Second, if the clause itself is not thought of as unreasonable, one could still ask whether it should be enforced in the light of the specific circumstances which prevented compliance within the time limitation. This is a subjective enquire and will depend on the specific circumstances of the person who seeks to avoid compliance with the clause. Where there is evidence of unequal bargaining power between the parties, it may well be that an otherwise reasonable clause would become unenforceable. But the enquiry is subjective in that the actual position and circumstances of the person seeking to avoid compliance would be taken into account. If he is a relatively well educated, well resources individual with access to lawyers it will not be easy for the person to claim that there was unequal bargaining power between the parties.
This means that in each case where a contract contains provisions that may affront the values and provisions of the Bill of Rights, the person who seeks to avoid compliance with those provisions will have to come to court and after presenting evidence to the court that it was impossible or unreasonable for him or her to comply or after showing that his or her circumstances made the bargaining power so unequal as to ensure that it would be against public policy to allow enforcement of the impugned clauses, the person would be able to escape enforcement.
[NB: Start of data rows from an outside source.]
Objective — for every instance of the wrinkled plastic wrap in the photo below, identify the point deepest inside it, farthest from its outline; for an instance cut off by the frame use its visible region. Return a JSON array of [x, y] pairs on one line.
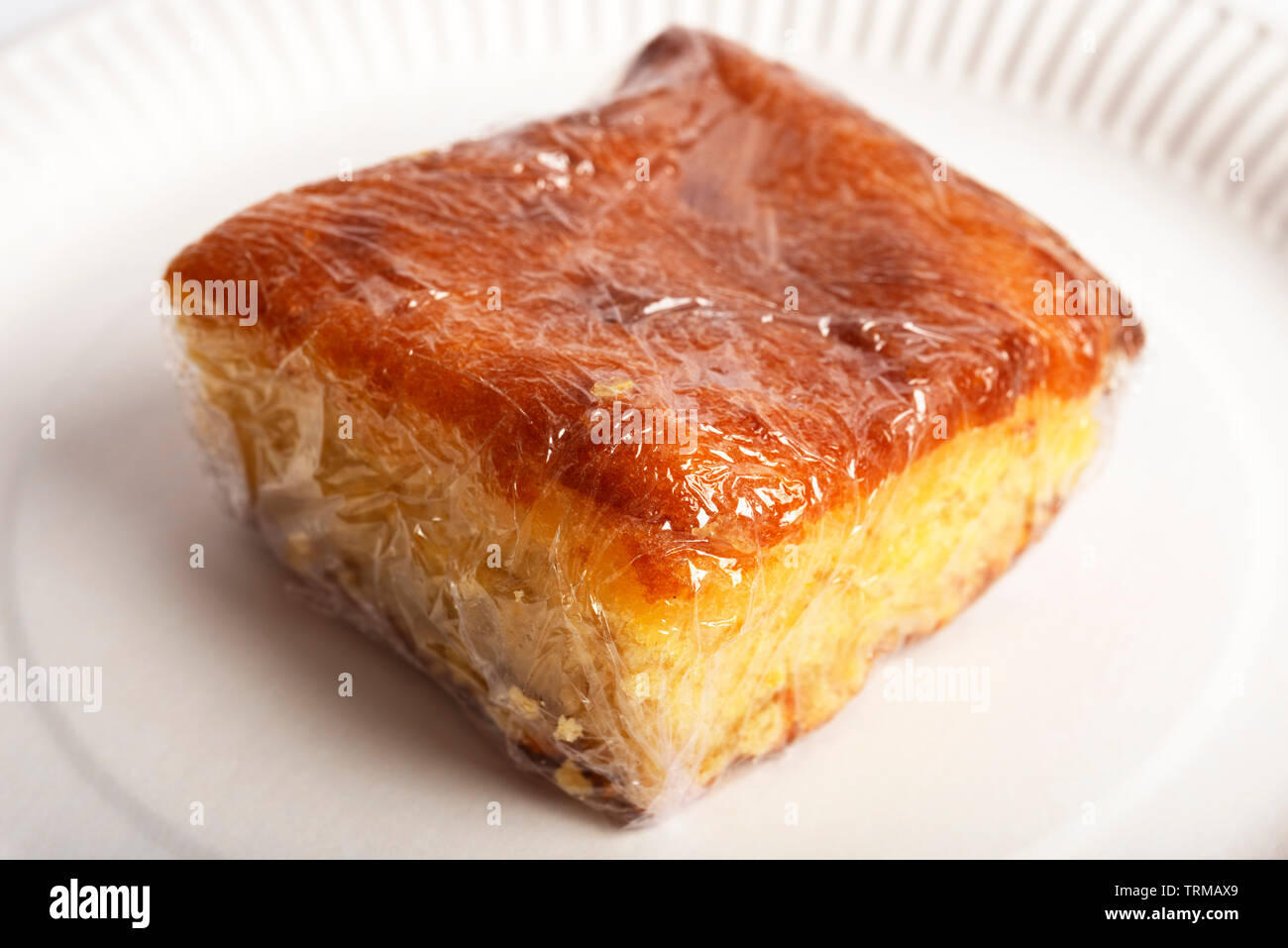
[[645, 429]]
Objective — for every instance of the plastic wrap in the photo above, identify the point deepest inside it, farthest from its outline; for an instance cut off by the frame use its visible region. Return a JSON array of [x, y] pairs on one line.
[[645, 429]]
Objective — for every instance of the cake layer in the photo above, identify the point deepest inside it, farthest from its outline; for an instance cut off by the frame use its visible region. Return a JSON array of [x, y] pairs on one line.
[[648, 428], [719, 239], [532, 613]]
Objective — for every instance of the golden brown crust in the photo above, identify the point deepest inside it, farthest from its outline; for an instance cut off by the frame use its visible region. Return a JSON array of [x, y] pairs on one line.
[[915, 299]]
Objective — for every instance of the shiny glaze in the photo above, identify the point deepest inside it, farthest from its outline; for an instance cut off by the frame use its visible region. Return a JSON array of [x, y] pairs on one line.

This judgment is therefore a boon to lawyers who represent individuals with deep pockets and who wish to escape compliance with certain clauses in a contract. It is not clear how it will assist marginalized and vulnerable individuals who are often required to sign standard form contracts that may seem rather unreasonable and unfair to the rest of us. Very few poor litigants will have access to lawyers to actually take such a case to court where they will have to show that the contract provisions were unreasonable or that given their poverty and lack of bargaining power the provisions should not be enforced.
3. Conclusion
South Africa’s Constitutional Court has now given some thought to the question of how the Bill of Rights should apply to relationships between individuals. In tort law the courts have developed the common law to give effect to the Constitutional values of human dignity and safety and security of the person and in this case these general principles have been extended to the common law of contract. In the process the court might have opened a pandoras box which might not truly assist the most vulnerable and marginalised in the community but which may assist rich and powerful individuals with the power to access lawyers and courts. No wonder that the Barhuizen decision has been criticised.